RBI imposes stricter norms on intra-group exposure for banks

In a bid to create a level playing field for existing banks and new players that may soon get the banking license, the Reserve Bank of India (RBI) has imposed curbs on banks investing in their group companies. As per the norms, banks cannot lend more than 5% of their paid-up capital and reserves to a single non-financial company or unregulated financial company belonging to the same group, while their aggregate group exposure should not exceed 20%.

However, in a case where bank’s current intra-group exposure is more than the limits stipulated, it would be required to bring it down before March 31, 2016. Nevertheless, exposure through equity and other capital instruments would be exempted from this norm. 

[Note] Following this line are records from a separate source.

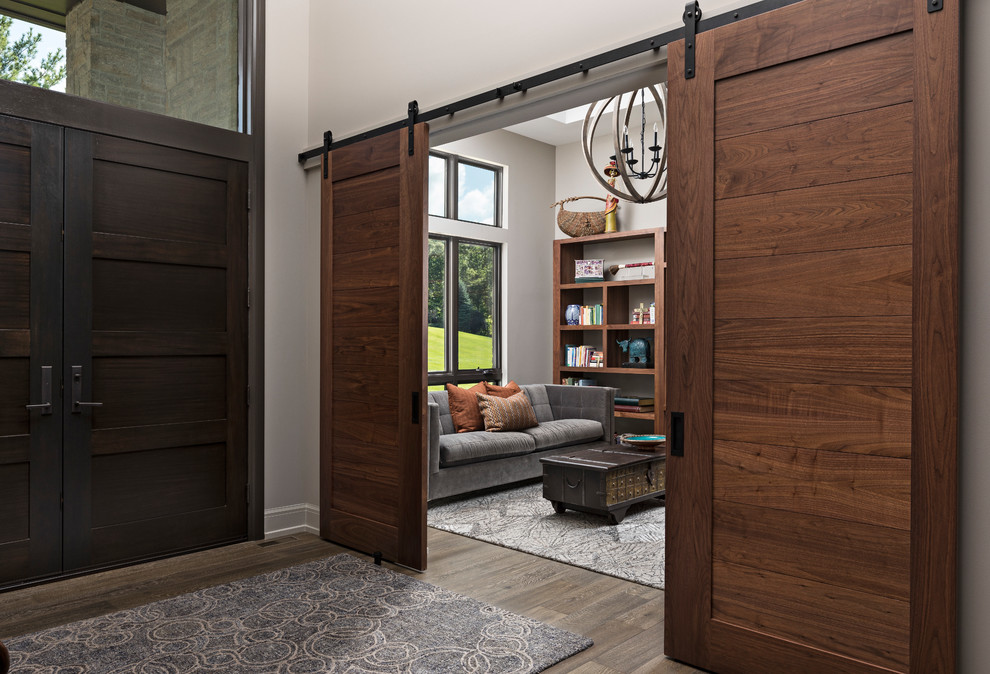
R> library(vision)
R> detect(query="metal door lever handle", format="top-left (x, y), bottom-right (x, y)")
top-left (71, 365), bottom-right (102, 413)
top-left (25, 366), bottom-right (53, 415)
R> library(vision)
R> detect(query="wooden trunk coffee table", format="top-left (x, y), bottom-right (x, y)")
top-left (540, 444), bottom-right (666, 524)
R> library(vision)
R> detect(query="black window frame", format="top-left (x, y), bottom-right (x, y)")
top-left (427, 234), bottom-right (502, 388)
top-left (428, 150), bottom-right (502, 227)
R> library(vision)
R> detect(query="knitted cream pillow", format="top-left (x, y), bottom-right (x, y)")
top-left (476, 391), bottom-right (538, 432)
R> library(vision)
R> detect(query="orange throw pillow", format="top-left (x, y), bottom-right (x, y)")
top-left (445, 382), bottom-right (488, 433)
top-left (477, 391), bottom-right (538, 432)
top-left (485, 380), bottom-right (521, 398)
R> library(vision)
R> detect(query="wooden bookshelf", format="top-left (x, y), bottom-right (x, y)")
top-left (552, 228), bottom-right (665, 434)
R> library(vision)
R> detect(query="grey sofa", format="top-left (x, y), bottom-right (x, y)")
top-left (427, 383), bottom-right (615, 501)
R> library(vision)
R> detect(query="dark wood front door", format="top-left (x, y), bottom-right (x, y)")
top-left (665, 0), bottom-right (957, 672)
top-left (0, 116), bottom-right (63, 586)
top-left (0, 119), bottom-right (249, 586)
top-left (320, 125), bottom-right (428, 571)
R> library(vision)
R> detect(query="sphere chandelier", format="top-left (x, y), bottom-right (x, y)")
top-left (581, 83), bottom-right (668, 204)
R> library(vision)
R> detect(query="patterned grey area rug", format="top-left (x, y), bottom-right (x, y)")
top-left (428, 482), bottom-right (665, 589)
top-left (5, 553), bottom-right (592, 673)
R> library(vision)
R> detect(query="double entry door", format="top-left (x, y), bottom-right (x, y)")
top-left (0, 115), bottom-right (249, 587)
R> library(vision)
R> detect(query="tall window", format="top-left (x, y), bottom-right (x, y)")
top-left (428, 236), bottom-right (501, 388)
top-left (428, 151), bottom-right (501, 226)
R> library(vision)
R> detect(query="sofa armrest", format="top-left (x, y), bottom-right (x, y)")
top-left (543, 384), bottom-right (615, 442)
top-left (428, 401), bottom-right (441, 475)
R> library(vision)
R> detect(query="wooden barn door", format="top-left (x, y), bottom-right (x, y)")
top-left (664, 1), bottom-right (957, 673)
top-left (320, 125), bottom-right (428, 571)
top-left (61, 130), bottom-right (249, 571)
top-left (0, 116), bottom-right (63, 585)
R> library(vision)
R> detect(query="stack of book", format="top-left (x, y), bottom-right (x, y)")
top-left (577, 304), bottom-right (603, 325)
top-left (614, 396), bottom-right (655, 413)
top-left (564, 344), bottom-right (604, 367)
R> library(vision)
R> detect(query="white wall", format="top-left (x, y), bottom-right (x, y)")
top-left (555, 136), bottom-right (667, 237)
top-left (267, 2), bottom-right (990, 668)
top-left (263, 0), bottom-right (321, 516)
top-left (431, 130), bottom-right (557, 385)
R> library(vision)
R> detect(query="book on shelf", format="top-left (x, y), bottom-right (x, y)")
top-left (615, 404), bottom-right (655, 413)
top-left (563, 344), bottom-right (604, 368)
top-left (579, 304), bottom-right (602, 325)
top-left (615, 396), bottom-right (655, 406)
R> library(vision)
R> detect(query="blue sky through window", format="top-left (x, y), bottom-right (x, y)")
top-left (5, 15), bottom-right (66, 92)
top-left (457, 163), bottom-right (496, 225)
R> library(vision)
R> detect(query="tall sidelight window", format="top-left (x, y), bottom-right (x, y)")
top-left (428, 151), bottom-right (501, 226)
top-left (428, 235), bottom-right (501, 389)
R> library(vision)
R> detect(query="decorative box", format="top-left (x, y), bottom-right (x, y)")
top-left (574, 259), bottom-right (604, 283)
top-left (612, 262), bottom-right (655, 281)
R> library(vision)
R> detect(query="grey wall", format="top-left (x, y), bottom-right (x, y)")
top-left (430, 130), bottom-right (557, 386)
top-left (265, 1), bottom-right (988, 667)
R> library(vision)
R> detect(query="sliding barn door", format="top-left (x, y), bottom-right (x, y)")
top-left (0, 116), bottom-right (62, 585)
top-left (665, 1), bottom-right (957, 672)
top-left (62, 130), bottom-right (249, 570)
top-left (320, 125), bottom-right (428, 571)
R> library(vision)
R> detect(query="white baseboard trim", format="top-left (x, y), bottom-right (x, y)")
top-left (264, 502), bottom-right (320, 538)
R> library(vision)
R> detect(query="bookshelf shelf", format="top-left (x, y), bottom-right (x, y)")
top-left (553, 228), bottom-right (665, 434)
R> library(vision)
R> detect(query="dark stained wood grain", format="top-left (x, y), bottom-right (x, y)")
top-left (331, 327), bottom-right (399, 367)
top-left (0, 464), bottom-right (29, 543)
top-left (0, 436), bottom-right (29, 465)
top-left (91, 445), bottom-right (227, 527)
top-left (911, 1), bottom-right (959, 671)
top-left (714, 174), bottom-right (913, 260)
top-left (0, 252), bottom-right (29, 329)
top-left (397, 122), bottom-right (428, 571)
top-left (0, 143), bottom-right (30, 225)
top-left (713, 500), bottom-right (909, 600)
top-left (0, 115), bottom-right (62, 588)
top-left (92, 331), bottom-right (227, 357)
top-left (715, 31), bottom-right (913, 140)
top-left (714, 316), bottom-right (911, 386)
top-left (321, 126), bottom-right (427, 571)
top-left (713, 440), bottom-right (909, 531)
top-left (715, 103), bottom-right (913, 200)
top-left (711, 0), bottom-right (912, 80)
top-left (0, 222), bottom-right (30, 252)
top-left (332, 207), bottom-right (400, 254)
top-left (91, 420), bottom-right (227, 456)
top-left (331, 287), bottom-right (400, 326)
top-left (714, 380), bottom-right (911, 458)
top-left (332, 169), bottom-right (401, 219)
top-left (90, 356), bottom-right (227, 429)
top-left (715, 245), bottom-right (912, 319)
top-left (332, 246), bottom-right (401, 289)
top-left (333, 366), bottom-right (398, 405)
top-left (664, 32), bottom-right (715, 670)
top-left (92, 259), bottom-right (227, 332)
top-left (92, 161), bottom-right (227, 245)
top-left (331, 131), bottom-right (402, 183)
top-left (712, 561), bottom-right (909, 672)
top-left (92, 232), bottom-right (227, 268)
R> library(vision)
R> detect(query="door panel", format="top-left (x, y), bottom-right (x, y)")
top-left (0, 116), bottom-right (63, 585)
top-left (665, 0), bottom-right (957, 672)
top-left (63, 130), bottom-right (248, 571)
top-left (320, 125), bottom-right (428, 571)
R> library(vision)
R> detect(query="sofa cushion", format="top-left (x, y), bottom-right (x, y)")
top-left (520, 384), bottom-right (554, 423)
top-left (428, 389), bottom-right (455, 435)
top-left (485, 380), bottom-right (522, 398)
top-left (477, 391), bottom-right (538, 432)
top-left (522, 419), bottom-right (604, 450)
top-left (438, 431), bottom-right (536, 467)
top-left (446, 382), bottom-right (488, 433)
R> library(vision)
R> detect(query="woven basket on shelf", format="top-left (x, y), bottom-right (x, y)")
top-left (551, 196), bottom-right (607, 237)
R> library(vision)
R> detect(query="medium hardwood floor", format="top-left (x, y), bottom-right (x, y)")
top-left (0, 528), bottom-right (704, 673)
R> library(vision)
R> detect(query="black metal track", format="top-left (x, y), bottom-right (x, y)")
top-left (297, 0), bottom-right (803, 164)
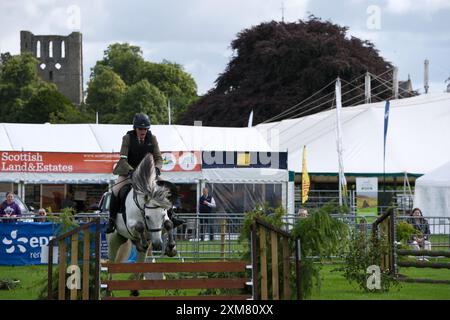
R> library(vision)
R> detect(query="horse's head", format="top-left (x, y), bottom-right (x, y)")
top-left (141, 194), bottom-right (169, 251)
top-left (131, 154), bottom-right (179, 256)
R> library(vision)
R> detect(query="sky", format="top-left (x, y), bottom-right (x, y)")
top-left (0, 0), bottom-right (449, 96)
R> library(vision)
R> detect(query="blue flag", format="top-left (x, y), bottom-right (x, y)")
top-left (383, 100), bottom-right (390, 159)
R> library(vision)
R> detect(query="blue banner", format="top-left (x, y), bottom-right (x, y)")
top-left (0, 222), bottom-right (107, 266)
top-left (383, 100), bottom-right (390, 159)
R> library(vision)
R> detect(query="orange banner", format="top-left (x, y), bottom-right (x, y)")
top-left (0, 151), bottom-right (120, 173)
top-left (0, 151), bottom-right (201, 174)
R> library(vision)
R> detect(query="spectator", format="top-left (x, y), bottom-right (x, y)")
top-left (0, 192), bottom-right (22, 223)
top-left (35, 208), bottom-right (47, 222)
top-left (408, 207), bottom-right (432, 260)
top-left (297, 208), bottom-right (309, 218)
top-left (199, 187), bottom-right (216, 241)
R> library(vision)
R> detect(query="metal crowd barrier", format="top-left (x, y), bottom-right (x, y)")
top-left (1, 211), bottom-right (448, 262)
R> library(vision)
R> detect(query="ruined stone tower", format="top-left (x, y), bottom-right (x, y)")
top-left (20, 31), bottom-right (83, 105)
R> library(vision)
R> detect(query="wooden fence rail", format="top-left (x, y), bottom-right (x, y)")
top-left (102, 261), bottom-right (251, 300)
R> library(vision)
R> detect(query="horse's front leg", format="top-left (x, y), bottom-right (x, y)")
top-left (163, 219), bottom-right (177, 257)
top-left (130, 250), bottom-right (147, 297)
top-left (133, 221), bottom-right (149, 253)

The measures, which would ensure banks maintaining arm's length relationship in dealings with their own group entities, meeting minimum requirements with respect to group risk management and group-wide oversight, and adhering to prudential limits on intra-group exposures, would come into effect in October, 2014. Almost all existing commercial banks, including foreign banks operating in India, will have to adhere to these norms.

Further, the central bank also has mandated banks not to enter into cross-default clauses i.e. clauses that trigger automatically when a lender declares that a loan is in default. It has barred banks from selling their bad loans to group entities other than asset reconstruction companies.